Youssef Achami

Personal information
- Date of birth: 31 July 1976 (age 48)
- Place of birth: Agadir, Morocco
- Height: 1.87 m (6 ft 2 in)
- Position(s): Forward

Senior career*
- Years: Team / Apps / (Gls)
- –2003: Raja Casablanca / 0 / (0)
- 2003–2004: K.V.S.K. United / 0 / (0)
- 2004–2005: FC Eindhoven / 16 / (4)

= Youssef Achami =

Moroccan footballer

 Youssef Achami (born 31 July 1976 in Agadir) is a former Moroccan footballer.

==Club career==
Achami was part of the generation of Raja Casablanca players who experienced a period of exceptional success, with the club winning six consecutive Botola titles and two Moroccan Throne Cups. Achami helped Raja Casablanca win the 2000 CAF Super Cup and scored a goal for the club in the group stage of the 2000 FIFA Club World Championship.

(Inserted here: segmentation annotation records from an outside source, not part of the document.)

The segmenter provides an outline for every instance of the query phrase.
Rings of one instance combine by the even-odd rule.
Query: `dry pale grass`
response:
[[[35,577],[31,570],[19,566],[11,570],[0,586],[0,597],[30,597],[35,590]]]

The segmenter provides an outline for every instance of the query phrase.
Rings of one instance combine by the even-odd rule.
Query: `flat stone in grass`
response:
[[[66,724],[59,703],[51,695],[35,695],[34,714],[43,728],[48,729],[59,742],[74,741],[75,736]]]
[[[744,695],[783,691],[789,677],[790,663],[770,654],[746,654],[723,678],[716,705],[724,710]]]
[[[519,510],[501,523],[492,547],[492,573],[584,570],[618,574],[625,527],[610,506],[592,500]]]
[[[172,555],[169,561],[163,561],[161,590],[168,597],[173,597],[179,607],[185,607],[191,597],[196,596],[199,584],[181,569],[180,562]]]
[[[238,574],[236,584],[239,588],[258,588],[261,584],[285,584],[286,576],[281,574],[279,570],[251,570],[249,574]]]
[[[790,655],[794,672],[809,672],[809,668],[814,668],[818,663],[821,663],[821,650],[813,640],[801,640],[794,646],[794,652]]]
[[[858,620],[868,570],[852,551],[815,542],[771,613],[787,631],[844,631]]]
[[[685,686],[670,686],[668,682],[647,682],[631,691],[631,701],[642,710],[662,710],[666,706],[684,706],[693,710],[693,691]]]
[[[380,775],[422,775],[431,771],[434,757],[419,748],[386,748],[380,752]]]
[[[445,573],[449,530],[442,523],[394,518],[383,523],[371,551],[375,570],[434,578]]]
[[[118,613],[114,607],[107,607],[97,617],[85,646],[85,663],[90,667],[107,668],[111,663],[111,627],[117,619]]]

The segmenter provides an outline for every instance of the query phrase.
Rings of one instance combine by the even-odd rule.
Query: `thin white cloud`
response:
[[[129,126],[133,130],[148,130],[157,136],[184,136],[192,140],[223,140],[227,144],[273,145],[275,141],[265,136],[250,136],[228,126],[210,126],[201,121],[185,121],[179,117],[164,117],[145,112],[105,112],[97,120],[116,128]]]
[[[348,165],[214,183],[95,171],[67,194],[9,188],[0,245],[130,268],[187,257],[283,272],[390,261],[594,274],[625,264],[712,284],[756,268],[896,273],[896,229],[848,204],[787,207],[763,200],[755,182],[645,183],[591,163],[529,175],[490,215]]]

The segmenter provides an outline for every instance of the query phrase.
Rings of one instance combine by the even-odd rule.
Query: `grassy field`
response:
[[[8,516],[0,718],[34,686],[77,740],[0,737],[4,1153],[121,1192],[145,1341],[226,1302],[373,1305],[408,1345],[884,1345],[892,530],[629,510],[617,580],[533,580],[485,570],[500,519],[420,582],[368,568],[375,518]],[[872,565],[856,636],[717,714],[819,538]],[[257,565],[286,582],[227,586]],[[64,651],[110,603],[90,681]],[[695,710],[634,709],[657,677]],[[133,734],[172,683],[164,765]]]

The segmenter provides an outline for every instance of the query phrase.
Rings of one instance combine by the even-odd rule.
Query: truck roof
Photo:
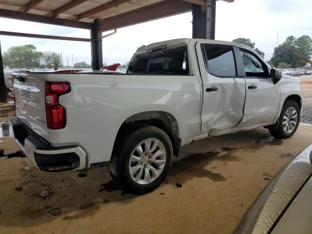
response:
[[[177,47],[187,46],[193,40],[204,40],[205,42],[210,44],[218,44],[221,45],[229,45],[236,46],[239,47],[245,47],[250,48],[249,46],[243,45],[242,44],[239,44],[238,43],[234,43],[230,41],[226,41],[224,40],[211,40],[208,39],[189,39],[189,38],[181,38],[178,39],[173,39],[171,40],[164,40],[162,41],[159,41],[157,42],[153,43],[147,45],[142,45],[140,47],[139,47],[136,50],[137,53],[146,51],[149,49],[158,47],[162,45],[167,45],[167,48],[173,48]]]

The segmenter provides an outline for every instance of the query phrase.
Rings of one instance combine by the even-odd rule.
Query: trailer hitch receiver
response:
[[[26,156],[24,155],[23,152],[20,150],[18,150],[15,152],[10,153],[9,154],[4,154],[4,150],[0,149],[0,160],[8,159],[12,157],[25,157]]]

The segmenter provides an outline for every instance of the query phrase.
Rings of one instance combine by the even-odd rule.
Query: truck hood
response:
[[[312,175],[312,145],[278,173],[247,211],[234,234],[265,234],[271,231]]]

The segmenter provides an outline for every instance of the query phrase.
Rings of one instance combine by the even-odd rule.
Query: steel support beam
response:
[[[193,4],[193,38],[214,39],[215,0],[208,0],[206,6]]]
[[[129,1],[129,0],[113,0],[105,4],[101,5],[95,8],[83,12],[79,15],[74,16],[74,19],[76,20],[78,20],[83,18],[86,18],[89,16],[93,16],[96,14],[99,13],[104,11],[109,10],[114,7],[117,7],[121,4],[125,3]]]
[[[10,10],[4,10],[3,9],[0,9],[0,17],[30,21],[37,23],[72,27],[73,28],[82,28],[83,29],[90,29],[91,28],[91,23],[71,20],[64,19],[58,18],[56,19],[47,16],[25,13],[24,12],[20,12],[19,11],[11,11]]]
[[[20,11],[21,12],[27,12],[36,6],[40,3],[41,1],[43,1],[43,0],[31,0],[27,4],[23,6]]]
[[[181,0],[166,0],[158,3],[103,20],[102,32],[133,25],[192,11],[192,4]]]
[[[67,2],[66,4],[63,5],[62,6],[58,7],[50,12],[49,12],[45,16],[50,16],[52,17],[58,17],[58,15],[65,12],[68,10],[70,10],[75,6],[77,6],[78,5],[87,1],[87,0],[72,0],[69,2]]]
[[[1,42],[0,41],[0,102],[6,102],[6,86],[4,82],[3,63],[1,53]]]
[[[91,27],[91,63],[93,70],[99,70],[103,66],[102,32],[99,22],[100,20],[95,20]]]

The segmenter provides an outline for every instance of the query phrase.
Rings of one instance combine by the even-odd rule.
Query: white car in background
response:
[[[282,72],[283,75],[287,75],[287,72],[288,72],[288,71],[285,69],[279,69],[279,70]]]
[[[3,71],[4,74],[4,83],[5,83],[5,86],[8,89],[10,89],[12,87],[13,84],[13,78],[12,76],[12,73],[14,71]]]

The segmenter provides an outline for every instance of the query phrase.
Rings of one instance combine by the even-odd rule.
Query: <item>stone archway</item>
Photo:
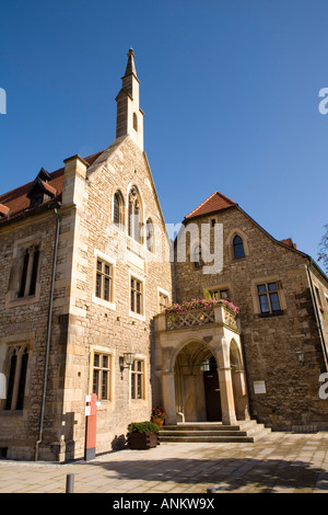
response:
[[[179,350],[174,364],[174,384],[179,420],[222,420],[216,360],[202,342],[191,341]]]

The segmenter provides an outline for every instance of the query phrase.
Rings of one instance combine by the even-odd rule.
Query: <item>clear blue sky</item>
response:
[[[2,0],[0,192],[110,145],[132,46],[166,221],[220,191],[316,258],[327,26],[327,0]]]

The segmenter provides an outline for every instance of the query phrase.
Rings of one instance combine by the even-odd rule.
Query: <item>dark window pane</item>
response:
[[[102,377],[102,399],[107,399],[108,373],[103,370]]]
[[[138,375],[138,399],[142,399],[142,376]]]
[[[26,251],[25,254],[24,254],[24,262],[23,262],[23,268],[22,268],[21,287],[20,287],[20,291],[19,291],[19,297],[24,297],[24,295],[25,295],[28,259],[30,259],[30,254],[28,254],[28,251]]]
[[[10,359],[10,373],[9,373],[9,380],[8,380],[5,410],[11,410],[11,402],[12,402],[12,394],[13,394],[13,387],[14,387],[15,371],[16,371],[16,360],[17,360],[17,356],[14,352],[14,354],[11,356],[11,359]]]
[[[101,364],[101,356],[98,354],[95,354],[94,357],[93,357],[93,366],[94,367],[98,367],[99,364]]]
[[[39,251],[36,249],[33,256],[33,266],[32,266],[32,277],[31,277],[31,286],[30,286],[30,295],[35,295],[35,287],[36,287],[36,277],[37,277],[37,267],[38,267],[38,258]]]
[[[239,236],[235,236],[233,240],[233,245],[234,245],[234,256],[235,258],[244,258],[244,244],[243,240]]]
[[[137,313],[141,314],[141,295],[137,294]]]
[[[280,311],[278,294],[270,294],[270,302],[272,311]]]
[[[268,290],[269,291],[274,291],[277,289],[277,283],[269,283],[268,284]]]
[[[268,298],[266,295],[259,296],[259,302],[260,302],[261,313],[269,313],[270,309],[269,309]]]
[[[104,281],[104,299],[109,300],[109,279],[105,277]]]
[[[102,276],[97,274],[96,276],[96,297],[102,296]]]
[[[265,291],[267,291],[266,285],[265,284],[258,285],[257,290],[259,294],[263,294]]]
[[[131,377],[131,398],[136,399],[136,375],[132,374]]]
[[[119,198],[118,193],[116,193],[114,195],[114,224],[116,225],[120,224],[119,215],[120,215],[120,198]]]
[[[22,356],[21,377],[20,377],[20,384],[19,384],[19,396],[17,396],[16,410],[23,410],[23,405],[24,405],[24,393],[25,393],[27,362],[28,362],[28,353],[27,353],[27,348],[26,348],[23,356]]]
[[[98,394],[99,370],[93,370],[92,392]]]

In 2003, Achami moved abroad, joining Belgian third division side K.V.S.K. United Overpelt-Lommel where he led the club in scoring with 15 goals. A spell in the Netherlands with FC Eindhoven followed.

After he retired from playing football, Achami became a coach. He had spells as assistant manager at Wydad Casablanca and OC Safi.